HIGH-VARIETY DATA ANALYSIS
Blackberry faced a serious outage when its email servers were down for more than a day. I tried powering my Blackberry off and on because I was not sure whether it was my device or the CSP. It never occurred to me that the outage could be at the Blackberry server itself. When
I called the CSP, they were not aware of the problem. So I turned to one obvious source: Twitter. Sure enough, I found information about the Blackberry outage on Twitter. One of my clients told me that his vice president of customer service is always glued to Twitter looking for customer service problems. Often, someone discovers the problem on Twitter before the internal monitoring organization does. We found that a large number of junior staffers employed by marketing, customer service, and public relations search through social media for relevant information.
Traditional analytics has been focused primarily on structured data. Big data, however, is primarily unstructured, so we now have two combinations available. We can perform quantitative analysis on structured data as before. We can extract structure out of unstructured data and perform quantitative analysis on the extract quantifications. Last, but not least, there is a fair amount of nonquantitative analysis now available for unstructured data. I would like to explore a couple of techniques rapidly becoming popular with the vast amount of unstructured data and look at how these techniques are becoming mainstream with their powerful capabilities for organizing, categorizing, and analyzing big data.

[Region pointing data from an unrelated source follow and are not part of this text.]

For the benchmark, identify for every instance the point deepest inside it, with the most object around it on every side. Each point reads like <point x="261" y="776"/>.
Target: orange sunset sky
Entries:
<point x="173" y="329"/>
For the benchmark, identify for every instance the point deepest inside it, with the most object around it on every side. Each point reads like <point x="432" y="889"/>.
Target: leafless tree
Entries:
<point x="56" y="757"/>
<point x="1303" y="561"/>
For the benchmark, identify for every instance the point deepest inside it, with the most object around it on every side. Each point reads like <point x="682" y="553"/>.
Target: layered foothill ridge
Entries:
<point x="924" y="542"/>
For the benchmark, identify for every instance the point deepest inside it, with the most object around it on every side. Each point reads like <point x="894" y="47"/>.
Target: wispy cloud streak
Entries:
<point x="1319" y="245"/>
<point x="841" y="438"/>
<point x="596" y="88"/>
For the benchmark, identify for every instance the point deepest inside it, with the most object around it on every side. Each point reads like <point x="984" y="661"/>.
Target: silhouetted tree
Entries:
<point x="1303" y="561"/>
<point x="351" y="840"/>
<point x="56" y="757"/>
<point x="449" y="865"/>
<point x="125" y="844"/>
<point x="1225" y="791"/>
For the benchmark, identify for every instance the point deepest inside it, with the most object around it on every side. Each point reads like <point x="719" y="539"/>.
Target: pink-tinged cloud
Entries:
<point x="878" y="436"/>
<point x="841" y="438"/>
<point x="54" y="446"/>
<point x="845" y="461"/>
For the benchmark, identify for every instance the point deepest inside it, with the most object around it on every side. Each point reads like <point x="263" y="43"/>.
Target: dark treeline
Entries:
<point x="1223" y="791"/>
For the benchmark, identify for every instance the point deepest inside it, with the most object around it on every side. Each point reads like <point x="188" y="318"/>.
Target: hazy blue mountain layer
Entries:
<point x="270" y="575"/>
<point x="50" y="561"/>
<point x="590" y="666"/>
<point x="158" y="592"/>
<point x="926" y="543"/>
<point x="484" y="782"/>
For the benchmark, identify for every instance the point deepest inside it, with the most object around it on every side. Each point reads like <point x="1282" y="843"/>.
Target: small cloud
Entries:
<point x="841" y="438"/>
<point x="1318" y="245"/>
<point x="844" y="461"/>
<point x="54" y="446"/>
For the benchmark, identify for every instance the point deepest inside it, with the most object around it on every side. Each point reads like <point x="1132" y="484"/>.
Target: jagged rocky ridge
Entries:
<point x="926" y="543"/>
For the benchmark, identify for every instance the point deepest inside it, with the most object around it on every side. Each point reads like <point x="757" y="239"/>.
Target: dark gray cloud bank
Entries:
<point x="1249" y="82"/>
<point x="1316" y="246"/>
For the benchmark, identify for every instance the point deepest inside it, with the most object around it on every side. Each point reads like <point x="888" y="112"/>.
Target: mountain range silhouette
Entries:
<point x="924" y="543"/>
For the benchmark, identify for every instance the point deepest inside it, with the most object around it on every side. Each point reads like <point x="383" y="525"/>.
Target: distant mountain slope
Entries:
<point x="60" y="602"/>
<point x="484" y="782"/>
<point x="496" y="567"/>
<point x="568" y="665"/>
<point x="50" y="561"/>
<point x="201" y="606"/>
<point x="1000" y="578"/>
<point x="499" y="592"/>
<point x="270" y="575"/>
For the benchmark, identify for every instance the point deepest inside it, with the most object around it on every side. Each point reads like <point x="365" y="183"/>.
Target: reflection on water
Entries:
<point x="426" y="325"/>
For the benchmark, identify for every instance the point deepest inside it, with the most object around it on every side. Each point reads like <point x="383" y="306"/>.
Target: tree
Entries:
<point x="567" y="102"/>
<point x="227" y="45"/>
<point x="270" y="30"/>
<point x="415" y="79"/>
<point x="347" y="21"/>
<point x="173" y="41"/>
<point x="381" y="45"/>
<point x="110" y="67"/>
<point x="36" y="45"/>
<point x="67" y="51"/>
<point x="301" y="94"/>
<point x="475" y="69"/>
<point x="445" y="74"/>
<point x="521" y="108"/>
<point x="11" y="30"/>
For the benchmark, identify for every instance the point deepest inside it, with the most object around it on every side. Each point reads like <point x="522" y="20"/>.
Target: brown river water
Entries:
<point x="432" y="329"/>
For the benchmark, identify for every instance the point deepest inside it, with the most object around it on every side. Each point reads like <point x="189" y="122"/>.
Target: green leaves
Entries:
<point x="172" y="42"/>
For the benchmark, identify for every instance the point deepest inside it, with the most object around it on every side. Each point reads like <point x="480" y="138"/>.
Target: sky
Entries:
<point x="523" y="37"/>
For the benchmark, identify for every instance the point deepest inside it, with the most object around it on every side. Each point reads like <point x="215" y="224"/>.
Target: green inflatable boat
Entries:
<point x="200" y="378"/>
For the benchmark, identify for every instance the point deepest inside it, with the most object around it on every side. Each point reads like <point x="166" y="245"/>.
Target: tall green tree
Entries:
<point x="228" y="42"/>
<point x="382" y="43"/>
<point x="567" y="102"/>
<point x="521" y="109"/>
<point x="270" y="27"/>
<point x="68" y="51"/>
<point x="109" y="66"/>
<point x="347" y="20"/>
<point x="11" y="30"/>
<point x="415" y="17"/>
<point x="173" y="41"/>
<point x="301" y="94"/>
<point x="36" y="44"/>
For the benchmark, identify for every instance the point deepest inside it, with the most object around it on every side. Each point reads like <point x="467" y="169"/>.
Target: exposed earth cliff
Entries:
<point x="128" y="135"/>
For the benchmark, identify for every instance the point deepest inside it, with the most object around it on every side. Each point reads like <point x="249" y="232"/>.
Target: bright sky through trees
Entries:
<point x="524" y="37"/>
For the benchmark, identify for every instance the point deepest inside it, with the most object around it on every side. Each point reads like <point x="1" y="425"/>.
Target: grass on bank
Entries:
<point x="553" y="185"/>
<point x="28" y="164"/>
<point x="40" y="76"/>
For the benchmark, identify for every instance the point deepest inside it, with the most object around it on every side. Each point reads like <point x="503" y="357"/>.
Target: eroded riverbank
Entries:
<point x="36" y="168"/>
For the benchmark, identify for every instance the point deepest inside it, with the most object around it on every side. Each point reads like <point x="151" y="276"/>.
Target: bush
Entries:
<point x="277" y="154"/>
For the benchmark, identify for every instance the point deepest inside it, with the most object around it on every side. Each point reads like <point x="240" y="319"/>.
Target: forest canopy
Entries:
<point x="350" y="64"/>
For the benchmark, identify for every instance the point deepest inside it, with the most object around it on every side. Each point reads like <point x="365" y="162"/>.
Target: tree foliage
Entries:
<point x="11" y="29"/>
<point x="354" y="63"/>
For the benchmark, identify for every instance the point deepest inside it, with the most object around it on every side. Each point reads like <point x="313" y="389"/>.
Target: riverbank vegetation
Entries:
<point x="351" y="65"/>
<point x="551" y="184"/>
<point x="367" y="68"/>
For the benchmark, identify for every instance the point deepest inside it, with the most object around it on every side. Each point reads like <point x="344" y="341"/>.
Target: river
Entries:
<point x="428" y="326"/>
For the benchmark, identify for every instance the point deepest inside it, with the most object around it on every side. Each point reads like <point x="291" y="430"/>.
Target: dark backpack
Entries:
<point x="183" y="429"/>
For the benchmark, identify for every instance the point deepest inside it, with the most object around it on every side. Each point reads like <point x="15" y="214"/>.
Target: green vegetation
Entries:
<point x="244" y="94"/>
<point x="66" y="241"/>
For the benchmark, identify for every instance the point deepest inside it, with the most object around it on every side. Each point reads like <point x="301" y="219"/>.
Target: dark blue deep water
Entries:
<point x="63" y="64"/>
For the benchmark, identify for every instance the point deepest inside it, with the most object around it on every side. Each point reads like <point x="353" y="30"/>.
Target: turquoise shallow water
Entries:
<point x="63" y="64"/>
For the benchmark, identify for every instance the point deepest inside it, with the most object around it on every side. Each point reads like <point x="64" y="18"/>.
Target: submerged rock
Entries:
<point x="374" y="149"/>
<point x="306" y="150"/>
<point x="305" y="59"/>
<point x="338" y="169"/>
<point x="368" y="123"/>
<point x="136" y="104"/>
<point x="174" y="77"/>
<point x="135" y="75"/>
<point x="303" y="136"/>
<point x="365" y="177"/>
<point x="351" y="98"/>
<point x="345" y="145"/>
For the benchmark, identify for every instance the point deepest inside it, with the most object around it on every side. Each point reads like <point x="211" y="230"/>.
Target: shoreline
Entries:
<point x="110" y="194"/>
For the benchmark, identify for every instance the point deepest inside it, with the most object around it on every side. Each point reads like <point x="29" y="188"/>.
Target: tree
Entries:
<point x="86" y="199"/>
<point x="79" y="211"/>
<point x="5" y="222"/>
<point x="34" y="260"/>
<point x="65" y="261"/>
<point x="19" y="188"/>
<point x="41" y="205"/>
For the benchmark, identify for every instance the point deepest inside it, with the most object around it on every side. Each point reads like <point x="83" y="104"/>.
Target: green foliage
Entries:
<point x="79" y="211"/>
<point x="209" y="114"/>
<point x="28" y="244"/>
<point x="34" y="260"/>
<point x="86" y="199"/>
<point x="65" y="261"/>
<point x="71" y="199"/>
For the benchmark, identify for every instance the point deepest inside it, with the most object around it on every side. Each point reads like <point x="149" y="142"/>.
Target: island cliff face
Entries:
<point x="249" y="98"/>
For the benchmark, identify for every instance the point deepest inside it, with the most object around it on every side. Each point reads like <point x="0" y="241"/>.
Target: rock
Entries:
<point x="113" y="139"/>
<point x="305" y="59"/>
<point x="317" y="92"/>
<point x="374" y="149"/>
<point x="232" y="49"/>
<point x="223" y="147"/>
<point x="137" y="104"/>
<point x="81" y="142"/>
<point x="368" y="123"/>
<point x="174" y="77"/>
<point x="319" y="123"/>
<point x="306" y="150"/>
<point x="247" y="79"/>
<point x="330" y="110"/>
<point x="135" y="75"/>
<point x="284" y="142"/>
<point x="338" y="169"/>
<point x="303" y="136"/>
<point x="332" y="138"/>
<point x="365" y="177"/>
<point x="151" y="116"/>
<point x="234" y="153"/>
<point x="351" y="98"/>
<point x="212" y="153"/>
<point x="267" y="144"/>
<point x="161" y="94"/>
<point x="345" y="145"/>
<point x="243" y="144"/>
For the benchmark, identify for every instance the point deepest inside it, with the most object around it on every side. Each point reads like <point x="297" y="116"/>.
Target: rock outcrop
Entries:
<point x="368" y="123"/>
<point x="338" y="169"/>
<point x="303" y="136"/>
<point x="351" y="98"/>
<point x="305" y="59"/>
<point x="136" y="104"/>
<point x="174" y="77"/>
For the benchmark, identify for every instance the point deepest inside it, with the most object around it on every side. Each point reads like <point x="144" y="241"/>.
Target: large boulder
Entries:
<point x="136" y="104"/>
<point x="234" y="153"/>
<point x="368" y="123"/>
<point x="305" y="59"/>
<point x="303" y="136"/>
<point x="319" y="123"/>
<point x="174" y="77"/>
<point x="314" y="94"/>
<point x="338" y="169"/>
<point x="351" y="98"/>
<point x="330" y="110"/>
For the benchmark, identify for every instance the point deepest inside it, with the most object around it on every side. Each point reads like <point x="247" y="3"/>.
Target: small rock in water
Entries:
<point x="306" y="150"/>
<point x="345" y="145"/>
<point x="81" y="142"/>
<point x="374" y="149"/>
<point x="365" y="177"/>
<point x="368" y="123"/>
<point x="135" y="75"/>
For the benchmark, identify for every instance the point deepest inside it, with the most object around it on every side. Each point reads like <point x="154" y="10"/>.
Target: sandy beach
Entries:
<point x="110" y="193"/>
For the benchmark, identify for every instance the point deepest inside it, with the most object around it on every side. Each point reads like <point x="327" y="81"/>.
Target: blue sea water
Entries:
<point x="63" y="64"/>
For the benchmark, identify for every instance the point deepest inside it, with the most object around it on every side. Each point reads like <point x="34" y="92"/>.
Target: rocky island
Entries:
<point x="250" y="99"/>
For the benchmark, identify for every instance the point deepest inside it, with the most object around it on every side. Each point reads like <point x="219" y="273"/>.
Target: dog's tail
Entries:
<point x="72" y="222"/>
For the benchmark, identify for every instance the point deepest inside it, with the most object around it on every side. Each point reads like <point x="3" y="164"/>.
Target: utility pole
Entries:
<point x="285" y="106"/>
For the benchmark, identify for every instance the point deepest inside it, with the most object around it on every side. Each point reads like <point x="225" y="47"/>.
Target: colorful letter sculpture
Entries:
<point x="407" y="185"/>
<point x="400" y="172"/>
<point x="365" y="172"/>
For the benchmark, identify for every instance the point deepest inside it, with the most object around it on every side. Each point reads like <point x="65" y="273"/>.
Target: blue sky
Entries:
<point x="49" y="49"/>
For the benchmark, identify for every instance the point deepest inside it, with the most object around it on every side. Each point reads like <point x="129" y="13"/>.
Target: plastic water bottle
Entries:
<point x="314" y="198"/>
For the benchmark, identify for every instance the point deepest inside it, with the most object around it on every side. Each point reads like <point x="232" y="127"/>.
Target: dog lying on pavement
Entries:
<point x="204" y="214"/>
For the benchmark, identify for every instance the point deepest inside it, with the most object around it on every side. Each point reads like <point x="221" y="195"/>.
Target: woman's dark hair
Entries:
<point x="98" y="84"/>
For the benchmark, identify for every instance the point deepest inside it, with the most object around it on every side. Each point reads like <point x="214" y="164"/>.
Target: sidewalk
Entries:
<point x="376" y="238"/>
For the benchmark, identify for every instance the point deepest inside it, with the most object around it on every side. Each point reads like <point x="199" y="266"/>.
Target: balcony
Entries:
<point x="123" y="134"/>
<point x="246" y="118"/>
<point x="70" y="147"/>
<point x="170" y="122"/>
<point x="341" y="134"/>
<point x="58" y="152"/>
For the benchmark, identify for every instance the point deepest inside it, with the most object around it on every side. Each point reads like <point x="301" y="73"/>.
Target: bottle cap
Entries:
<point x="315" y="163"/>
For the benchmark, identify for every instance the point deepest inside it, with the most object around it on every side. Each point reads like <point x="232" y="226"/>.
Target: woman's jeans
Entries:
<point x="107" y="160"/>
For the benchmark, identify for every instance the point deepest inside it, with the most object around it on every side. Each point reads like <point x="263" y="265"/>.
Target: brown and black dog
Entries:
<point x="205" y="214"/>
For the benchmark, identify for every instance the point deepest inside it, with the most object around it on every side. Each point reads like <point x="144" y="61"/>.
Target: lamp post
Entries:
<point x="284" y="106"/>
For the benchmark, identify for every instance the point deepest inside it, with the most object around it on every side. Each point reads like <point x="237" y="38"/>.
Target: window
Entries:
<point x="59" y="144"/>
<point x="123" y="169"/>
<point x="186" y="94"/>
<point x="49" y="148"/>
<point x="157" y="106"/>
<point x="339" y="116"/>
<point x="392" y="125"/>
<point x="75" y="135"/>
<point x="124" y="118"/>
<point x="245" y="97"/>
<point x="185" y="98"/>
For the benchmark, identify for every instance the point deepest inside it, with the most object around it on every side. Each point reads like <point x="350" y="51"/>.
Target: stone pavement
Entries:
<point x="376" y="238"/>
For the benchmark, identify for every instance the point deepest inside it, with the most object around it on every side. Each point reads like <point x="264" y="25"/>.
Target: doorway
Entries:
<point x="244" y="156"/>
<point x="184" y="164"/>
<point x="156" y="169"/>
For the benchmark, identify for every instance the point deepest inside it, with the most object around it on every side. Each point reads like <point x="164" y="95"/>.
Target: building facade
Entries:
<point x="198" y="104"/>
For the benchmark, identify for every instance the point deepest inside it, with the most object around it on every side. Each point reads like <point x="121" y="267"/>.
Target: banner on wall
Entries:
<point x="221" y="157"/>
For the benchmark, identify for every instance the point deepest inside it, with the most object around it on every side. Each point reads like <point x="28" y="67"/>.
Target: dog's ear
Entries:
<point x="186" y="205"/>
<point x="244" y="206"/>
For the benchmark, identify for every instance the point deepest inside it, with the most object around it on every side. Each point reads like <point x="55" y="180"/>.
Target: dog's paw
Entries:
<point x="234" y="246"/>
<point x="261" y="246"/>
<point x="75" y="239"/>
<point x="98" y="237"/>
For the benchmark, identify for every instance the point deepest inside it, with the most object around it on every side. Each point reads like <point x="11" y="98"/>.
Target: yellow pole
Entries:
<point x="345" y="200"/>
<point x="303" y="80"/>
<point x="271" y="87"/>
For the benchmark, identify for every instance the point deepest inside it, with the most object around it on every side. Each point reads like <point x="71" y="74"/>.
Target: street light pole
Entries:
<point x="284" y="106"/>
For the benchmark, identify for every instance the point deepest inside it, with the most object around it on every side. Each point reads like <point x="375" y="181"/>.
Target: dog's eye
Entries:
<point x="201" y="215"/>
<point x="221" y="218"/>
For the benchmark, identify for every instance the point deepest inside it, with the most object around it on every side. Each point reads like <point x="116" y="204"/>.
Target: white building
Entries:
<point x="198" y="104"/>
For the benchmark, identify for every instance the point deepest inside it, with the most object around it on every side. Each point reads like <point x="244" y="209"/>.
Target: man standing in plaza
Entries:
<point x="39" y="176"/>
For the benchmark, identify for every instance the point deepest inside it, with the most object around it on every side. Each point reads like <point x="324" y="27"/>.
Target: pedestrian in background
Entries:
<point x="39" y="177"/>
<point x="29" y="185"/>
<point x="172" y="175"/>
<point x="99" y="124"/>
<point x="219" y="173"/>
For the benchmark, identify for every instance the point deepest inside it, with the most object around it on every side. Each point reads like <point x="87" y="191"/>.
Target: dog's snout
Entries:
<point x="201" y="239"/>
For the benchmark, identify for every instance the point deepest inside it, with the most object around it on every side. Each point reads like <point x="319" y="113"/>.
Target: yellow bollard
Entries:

Google and Yahoo rapidly became household names because of their ability to search the Web for specific topics. A typical search engine offers the ability to search documents using a set of search terms and may find a large number of candidate documents. It prioritizes the results based on preset criteria that can be influenced by how we choose the documents. If I have a large quantity of unstructured data, I can count words to find the most commonly used words. Wordle™ (www.wordle.net) supplies word clouds for the unstructured data provided to it. For example, figure 6.2 shows a word cloud for the text used in this book. The font size represents the number of times a word was used in the text.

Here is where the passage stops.